ДЖОЗЕФ АДДИСОН 1672–1719

Хотя афоризмов Джозеф Аддисон, литератор, ученый, журналист, политический деятель, не писал, его афористический дар в полной мере раскрылся в статьях, дававших яркие и остроумные (хотя и не лишенные дидактики) зарисовки английского быта и нравов и печатавшихся в 1711–1714 гг. в «Спектейторе», журнале, который Аддисон издавал совместно с Ричардом Стилом (1672–1729). Помимо эссе из «Спектейтора» максимы Аддисона взяты из трагедии «Катон» (1713), из «Диалогов о пользе древних медалей» (1703), из комедии в прозе «Барабанщик» (1715), из статей в «Фригольдере», газете, недолгое время (1715–1716) издававшейся Аддисоном, а также из знаменитой биографии Джеймса Босуэлла «Жизнь Джонсона» (1791), где цитировались (порой иронически) многие высказывания Аддисона.

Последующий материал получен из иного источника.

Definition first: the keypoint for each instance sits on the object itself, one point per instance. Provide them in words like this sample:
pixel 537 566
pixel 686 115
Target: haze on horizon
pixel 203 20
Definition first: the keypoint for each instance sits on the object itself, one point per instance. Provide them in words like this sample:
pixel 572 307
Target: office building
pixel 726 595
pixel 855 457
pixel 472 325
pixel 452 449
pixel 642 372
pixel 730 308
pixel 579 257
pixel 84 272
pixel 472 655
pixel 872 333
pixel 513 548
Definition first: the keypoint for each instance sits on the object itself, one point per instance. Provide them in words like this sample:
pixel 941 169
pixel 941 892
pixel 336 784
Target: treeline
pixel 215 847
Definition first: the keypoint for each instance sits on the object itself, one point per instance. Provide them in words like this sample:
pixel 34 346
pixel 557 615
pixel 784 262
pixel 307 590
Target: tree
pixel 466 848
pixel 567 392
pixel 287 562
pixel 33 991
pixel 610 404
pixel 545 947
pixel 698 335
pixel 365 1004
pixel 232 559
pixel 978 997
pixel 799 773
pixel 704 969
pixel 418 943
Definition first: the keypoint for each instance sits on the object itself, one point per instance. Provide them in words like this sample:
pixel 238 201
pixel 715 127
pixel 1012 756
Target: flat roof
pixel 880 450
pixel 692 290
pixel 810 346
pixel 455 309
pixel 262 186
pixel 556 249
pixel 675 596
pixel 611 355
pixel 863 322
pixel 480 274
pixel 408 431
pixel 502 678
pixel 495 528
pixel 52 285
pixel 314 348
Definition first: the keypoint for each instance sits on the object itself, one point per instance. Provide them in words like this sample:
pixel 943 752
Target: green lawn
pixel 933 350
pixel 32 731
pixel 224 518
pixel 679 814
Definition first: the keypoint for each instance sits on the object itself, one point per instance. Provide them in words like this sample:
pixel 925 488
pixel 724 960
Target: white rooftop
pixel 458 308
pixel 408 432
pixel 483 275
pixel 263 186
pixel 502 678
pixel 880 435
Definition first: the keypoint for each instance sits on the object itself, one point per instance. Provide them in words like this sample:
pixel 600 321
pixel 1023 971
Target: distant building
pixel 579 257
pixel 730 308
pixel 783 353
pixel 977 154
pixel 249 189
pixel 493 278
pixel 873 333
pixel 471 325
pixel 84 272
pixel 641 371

Я всегда предпочитал радость веселью. Веселье — это манера поведения, тогда как радость — это привычка ума. Веселье краткосрочно, радость же постоянна и неизменна.


Ничто, если не считать преступления, не делает человека столь презренным и ничтожным в глазах мира, как непоследовательность.


Первый стакан — за себя, второй — за друзей, третий — за хорошее настроение, четвертый — за врагов.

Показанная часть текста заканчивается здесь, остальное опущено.